@informateur- À l’occasion d’une conférence internationale de soutien à l’Ukraine qui se tenait lundi à Paris et qui réunissait, entre autres, plusieurs chefs d’État européens, le président français a annoncé ne pas exclure l’envoi de troupes au sol dans le pays pour empêcher la Russie de gagner la guerre, tout en ajoutant qu’il n’y avait pas pour l’heure de consensus sur le sujet. Emmanuel Macron a également annoncé que l’Europe allait se fournir en obus auprès d’autres pays pour venir en aide à l’Ukraine, tout en insistant sur le fait qu’aujourd’hui l’Europe doit envisager de se passer de l’aide américaine. Pour Ulrich Bounat, géopolitologue, chercheur associé à l’Institut Open Diplomacy, les propos du président français sont plutôt de l’ordre du déclaratoire.
- Le président français a annoncé ce lundi qu’il n’écartait pas l’idée d’envoyer des troupes au sol en Ukraine. Selon vous, s’agissait-il de déclarations purement martiales ou bien Emmanuel Macron envisage-t-il vraiment de déployer des troupes ?

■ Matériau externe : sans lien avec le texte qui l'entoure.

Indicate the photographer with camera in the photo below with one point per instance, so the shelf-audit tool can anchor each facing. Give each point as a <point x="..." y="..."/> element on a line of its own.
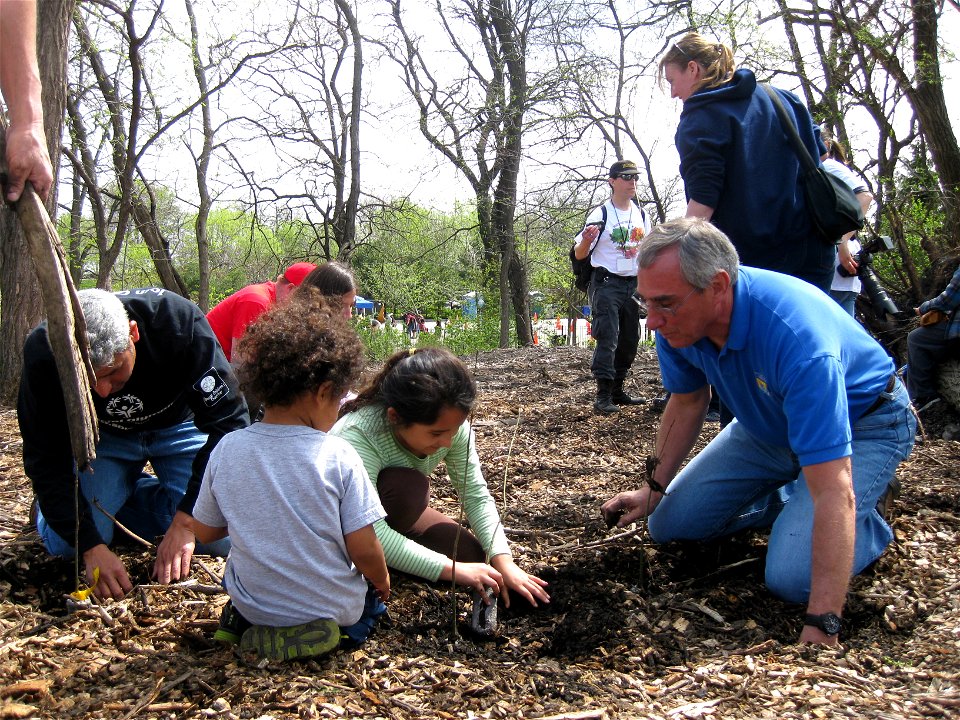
<point x="846" y="283"/>
<point x="936" y="339"/>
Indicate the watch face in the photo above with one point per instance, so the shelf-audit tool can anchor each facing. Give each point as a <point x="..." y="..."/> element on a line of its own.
<point x="830" y="624"/>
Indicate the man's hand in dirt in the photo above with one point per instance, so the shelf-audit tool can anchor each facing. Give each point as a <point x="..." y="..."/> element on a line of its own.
<point x="114" y="582"/>
<point x="816" y="636"/>
<point x="626" y="507"/>
<point x="474" y="575"/>
<point x="176" y="550"/>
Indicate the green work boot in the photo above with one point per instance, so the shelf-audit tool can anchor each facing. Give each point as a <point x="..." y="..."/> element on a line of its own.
<point x="312" y="639"/>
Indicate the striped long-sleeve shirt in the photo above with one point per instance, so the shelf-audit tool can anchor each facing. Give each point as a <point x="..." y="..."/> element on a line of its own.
<point x="370" y="435"/>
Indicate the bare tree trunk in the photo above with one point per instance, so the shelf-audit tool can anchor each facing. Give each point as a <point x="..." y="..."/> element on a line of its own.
<point x="159" y="251"/>
<point x="348" y="225"/>
<point x="21" y="307"/>
<point x="203" y="165"/>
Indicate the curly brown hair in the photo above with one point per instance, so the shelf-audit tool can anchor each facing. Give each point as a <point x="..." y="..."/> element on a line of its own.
<point x="295" y="347"/>
<point x="715" y="59"/>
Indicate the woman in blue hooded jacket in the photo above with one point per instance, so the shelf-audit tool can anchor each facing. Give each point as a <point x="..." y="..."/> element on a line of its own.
<point x="739" y="169"/>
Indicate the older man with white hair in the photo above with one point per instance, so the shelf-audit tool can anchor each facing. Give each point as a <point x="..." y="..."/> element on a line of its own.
<point x="164" y="394"/>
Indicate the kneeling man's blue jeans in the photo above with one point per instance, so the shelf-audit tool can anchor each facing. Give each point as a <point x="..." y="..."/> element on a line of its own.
<point x="739" y="482"/>
<point x="142" y="502"/>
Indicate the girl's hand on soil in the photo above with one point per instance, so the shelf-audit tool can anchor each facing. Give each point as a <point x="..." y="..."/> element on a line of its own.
<point x="632" y="505"/>
<point x="474" y="575"/>
<point x="529" y="586"/>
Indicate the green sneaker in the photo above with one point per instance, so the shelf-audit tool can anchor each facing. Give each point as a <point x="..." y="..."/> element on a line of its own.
<point x="232" y="625"/>
<point x="312" y="639"/>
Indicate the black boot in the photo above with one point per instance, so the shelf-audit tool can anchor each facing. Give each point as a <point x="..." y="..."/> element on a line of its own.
<point x="620" y="396"/>
<point x="604" y="403"/>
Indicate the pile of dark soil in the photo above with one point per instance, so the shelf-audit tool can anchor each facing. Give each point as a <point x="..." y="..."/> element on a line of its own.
<point x="633" y="630"/>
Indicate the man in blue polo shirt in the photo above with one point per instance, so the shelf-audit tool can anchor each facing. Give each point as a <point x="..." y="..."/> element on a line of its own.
<point x="821" y="420"/>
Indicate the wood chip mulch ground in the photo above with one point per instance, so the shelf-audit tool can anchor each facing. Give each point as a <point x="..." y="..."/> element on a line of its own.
<point x="634" y="631"/>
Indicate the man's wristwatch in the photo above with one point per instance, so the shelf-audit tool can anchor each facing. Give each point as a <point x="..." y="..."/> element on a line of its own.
<point x="828" y="623"/>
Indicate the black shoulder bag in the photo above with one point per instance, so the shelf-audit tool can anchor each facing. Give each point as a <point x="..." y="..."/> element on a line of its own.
<point x="833" y="207"/>
<point x="583" y="269"/>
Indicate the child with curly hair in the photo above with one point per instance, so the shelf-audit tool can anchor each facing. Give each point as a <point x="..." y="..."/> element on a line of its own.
<point x="296" y="501"/>
<point x="408" y="419"/>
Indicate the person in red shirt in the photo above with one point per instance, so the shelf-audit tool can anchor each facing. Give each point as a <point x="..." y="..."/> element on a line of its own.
<point x="230" y="318"/>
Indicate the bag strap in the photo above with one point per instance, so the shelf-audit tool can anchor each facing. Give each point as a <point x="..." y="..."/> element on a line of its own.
<point x="798" y="147"/>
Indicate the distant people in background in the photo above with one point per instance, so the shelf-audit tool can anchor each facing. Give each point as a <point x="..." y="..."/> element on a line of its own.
<point x="411" y="417"/>
<point x="414" y="324"/>
<point x="335" y="282"/>
<point x="611" y="236"/>
<point x="27" y="156"/>
<point x="230" y="318"/>
<point x="845" y="288"/>
<point x="739" y="169"/>
<point x="296" y="501"/>
<point x="936" y="339"/>
<point x="164" y="394"/>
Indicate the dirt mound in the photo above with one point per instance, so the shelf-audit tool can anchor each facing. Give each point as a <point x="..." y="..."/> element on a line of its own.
<point x="633" y="631"/>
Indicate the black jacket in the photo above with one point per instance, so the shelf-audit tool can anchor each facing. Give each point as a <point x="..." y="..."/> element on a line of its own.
<point x="180" y="373"/>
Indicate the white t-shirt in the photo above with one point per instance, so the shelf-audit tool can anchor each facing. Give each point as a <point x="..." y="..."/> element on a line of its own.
<point x="616" y="248"/>
<point x="839" y="170"/>
<point x="288" y="494"/>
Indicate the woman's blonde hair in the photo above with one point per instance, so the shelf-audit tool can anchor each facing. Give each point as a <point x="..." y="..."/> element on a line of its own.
<point x="715" y="59"/>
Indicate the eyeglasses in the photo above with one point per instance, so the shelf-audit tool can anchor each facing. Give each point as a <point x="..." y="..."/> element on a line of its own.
<point x="660" y="308"/>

Je pense que ces déclarations ne doivent pas être prises au pied de la lettre à court terme. Il est irréaliste à mon sens, politiquement et militairement, de prévoir un déploiement de troupes en Ukraine quel qu’il soit – que ce soit pour de la maintenance ou même faire de la formation sur le sol ukrainien. Ça me semble un petit peu irréaliste très honnêtement, à court ou moyen terme. Je pense que le message du président de la République a trois objectifs. Le premier, c’est un message d’extrême fermeté envers Vladimir Poutine. On l’a vu ces dernières semaines, le discours du président français s’est vraiment renforcé à l’égard de la Russie. Il est très clair, et je pense que c’est un secret de polichinelle, que Vladimir Poutine et le Kremlin espèrent et comptent énormément sur une usure, une fatigue des Occidentaux pour vaincre en Ukraine. Ce message est directement adressé au Kremlin. C’est un message de fermeté pour lui dire que non, justement, les Occidentaux ne sont pas en train de se dégonfler, et au contraire, sont prêts à envisager même les extrémités, c’est-à-dire l’envoi de troupes au sol pour éviter une victoire de la Russie.

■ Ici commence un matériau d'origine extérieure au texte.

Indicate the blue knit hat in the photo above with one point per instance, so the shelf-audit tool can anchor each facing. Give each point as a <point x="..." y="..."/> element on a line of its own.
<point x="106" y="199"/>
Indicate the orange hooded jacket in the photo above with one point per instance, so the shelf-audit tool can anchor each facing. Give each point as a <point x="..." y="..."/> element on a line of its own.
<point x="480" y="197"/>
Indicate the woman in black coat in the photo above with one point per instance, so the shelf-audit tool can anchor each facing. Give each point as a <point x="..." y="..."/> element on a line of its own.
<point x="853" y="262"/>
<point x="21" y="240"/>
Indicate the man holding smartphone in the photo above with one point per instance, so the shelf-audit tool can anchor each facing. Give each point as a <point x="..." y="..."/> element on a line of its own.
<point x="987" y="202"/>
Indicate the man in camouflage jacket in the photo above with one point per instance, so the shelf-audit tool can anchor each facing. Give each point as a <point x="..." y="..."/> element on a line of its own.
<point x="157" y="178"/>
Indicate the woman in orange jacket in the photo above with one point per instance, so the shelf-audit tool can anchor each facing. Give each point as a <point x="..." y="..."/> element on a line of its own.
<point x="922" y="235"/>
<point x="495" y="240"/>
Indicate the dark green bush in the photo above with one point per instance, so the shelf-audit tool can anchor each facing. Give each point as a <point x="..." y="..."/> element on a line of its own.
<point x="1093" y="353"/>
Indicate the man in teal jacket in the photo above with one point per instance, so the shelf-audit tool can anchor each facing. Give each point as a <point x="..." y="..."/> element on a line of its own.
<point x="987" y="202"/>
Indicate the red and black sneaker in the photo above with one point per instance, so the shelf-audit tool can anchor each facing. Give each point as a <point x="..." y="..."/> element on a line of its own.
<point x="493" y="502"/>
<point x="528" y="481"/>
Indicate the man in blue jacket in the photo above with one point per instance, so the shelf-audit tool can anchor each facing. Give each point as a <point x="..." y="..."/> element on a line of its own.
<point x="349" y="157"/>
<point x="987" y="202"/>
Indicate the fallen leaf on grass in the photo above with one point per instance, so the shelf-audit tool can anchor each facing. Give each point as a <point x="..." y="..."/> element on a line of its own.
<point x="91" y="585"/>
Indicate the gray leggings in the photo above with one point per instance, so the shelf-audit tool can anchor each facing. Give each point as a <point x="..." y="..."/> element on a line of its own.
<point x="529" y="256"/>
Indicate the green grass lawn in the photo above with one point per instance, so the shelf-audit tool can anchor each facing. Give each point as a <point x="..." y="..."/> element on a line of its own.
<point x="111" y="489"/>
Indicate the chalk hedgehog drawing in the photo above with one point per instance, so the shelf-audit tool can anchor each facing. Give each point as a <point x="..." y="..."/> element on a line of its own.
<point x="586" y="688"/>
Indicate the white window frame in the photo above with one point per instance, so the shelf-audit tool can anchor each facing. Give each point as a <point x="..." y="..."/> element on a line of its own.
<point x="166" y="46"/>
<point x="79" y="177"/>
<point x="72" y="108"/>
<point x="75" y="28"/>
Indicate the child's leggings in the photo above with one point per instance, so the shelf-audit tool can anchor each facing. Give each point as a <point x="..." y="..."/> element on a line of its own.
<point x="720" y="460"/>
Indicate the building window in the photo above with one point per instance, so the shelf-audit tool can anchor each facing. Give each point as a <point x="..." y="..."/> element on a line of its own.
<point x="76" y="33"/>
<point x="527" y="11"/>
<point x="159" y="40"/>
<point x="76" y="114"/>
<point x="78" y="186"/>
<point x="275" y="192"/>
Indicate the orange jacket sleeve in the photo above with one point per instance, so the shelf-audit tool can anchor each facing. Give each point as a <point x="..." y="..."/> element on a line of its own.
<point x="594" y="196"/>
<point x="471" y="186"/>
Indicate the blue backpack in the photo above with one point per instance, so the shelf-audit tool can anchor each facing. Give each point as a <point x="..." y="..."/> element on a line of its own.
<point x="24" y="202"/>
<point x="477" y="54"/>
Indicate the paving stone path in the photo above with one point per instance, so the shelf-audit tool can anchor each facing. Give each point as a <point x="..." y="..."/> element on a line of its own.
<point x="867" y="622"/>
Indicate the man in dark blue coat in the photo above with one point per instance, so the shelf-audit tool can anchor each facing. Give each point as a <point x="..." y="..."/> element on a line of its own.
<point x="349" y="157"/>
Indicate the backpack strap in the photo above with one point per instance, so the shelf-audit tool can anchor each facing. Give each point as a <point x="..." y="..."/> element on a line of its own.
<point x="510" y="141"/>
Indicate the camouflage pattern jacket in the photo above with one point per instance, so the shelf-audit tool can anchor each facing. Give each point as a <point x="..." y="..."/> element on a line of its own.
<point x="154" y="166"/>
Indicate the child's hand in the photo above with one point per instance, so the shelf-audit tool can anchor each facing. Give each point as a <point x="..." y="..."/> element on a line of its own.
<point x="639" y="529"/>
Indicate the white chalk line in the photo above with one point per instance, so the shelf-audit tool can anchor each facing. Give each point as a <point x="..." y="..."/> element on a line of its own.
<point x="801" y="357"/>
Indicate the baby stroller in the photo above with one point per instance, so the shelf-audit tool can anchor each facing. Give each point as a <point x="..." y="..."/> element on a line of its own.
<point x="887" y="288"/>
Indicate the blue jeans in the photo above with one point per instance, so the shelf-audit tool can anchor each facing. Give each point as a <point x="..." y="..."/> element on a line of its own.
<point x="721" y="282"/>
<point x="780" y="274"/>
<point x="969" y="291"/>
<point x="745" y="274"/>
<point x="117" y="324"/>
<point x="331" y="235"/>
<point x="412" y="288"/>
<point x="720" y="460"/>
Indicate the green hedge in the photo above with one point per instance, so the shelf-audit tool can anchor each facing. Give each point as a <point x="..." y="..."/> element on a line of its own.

Le deuxième point est probablement adressé à l’Ukraine au moment où, notamment côté américain, on voit bien que l’aide est prise en otage en quelque sorte par les querelles politiciennes qui n’ont pas grand-chose à voir avec l’Ukraine. C’est aussi une façon de positionner les Européens et de réaffirmer le soutien des Européens, quoiqu’il en coûte à l’Ukraine en quelque sorte.

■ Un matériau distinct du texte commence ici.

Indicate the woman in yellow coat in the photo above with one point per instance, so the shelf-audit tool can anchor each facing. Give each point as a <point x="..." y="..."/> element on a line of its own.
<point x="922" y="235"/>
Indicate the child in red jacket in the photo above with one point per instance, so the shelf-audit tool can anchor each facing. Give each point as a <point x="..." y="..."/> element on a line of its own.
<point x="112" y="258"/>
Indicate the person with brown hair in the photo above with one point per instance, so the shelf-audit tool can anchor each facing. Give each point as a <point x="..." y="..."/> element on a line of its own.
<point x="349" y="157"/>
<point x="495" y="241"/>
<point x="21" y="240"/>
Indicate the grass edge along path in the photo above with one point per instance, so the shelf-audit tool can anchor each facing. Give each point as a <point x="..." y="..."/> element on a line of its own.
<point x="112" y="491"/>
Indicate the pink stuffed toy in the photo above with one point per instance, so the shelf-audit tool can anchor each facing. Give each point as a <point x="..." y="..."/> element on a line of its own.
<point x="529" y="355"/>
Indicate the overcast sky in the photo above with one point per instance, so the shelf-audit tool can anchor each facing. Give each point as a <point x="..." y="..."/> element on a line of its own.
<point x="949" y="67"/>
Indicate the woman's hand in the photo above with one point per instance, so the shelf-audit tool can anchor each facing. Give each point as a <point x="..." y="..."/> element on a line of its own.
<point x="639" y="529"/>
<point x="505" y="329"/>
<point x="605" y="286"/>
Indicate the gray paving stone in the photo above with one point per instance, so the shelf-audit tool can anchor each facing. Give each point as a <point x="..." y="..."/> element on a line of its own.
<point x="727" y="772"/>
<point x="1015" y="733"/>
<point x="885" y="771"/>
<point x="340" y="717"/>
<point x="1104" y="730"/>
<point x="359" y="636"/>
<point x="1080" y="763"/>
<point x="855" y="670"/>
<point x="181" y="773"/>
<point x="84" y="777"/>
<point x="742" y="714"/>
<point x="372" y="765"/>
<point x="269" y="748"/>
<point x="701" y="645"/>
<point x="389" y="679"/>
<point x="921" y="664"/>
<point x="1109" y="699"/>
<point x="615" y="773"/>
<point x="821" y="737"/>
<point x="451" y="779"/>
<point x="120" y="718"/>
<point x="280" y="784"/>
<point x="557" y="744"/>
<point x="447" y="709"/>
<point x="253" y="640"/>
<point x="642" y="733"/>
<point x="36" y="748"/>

Et le troisième point, c’est aussi de positionner la France. Ce n’est pas anodin si cette déclaration arrive lors d’un forum qui se tient à Paris. C’est une façon pour le chef de l’État de positionner la France finalement en premier partenaire d’aide à l’Ukraine. C’est aussi dans ce sens-là que le partenariat de sécurité avec l’Ukraine a été signé. Et c’est aussi une façon de «répondre à des critiques» qu’il y a pu y avoir depuis le 24 février 2022 sur le fait que la France ne serait peut-être pas autant aux avant-postes de l’aide à l’Ukraine qu’elle le souhaite. C’est un message qui d’ailleurs a été parfaitement compris et reçu comme tel par les pays d’Europe centrale qui, justement, ont salué cette fermeté française.
- L’Allemagne et la Pologne ont déjà annoncé qu’il n’était aucunement question de déployer des troupes en Ukraine. N’est-il pas dangereux de tenir un tel discours au moment où l’unité européenne, l’unité occidentale est remise en question?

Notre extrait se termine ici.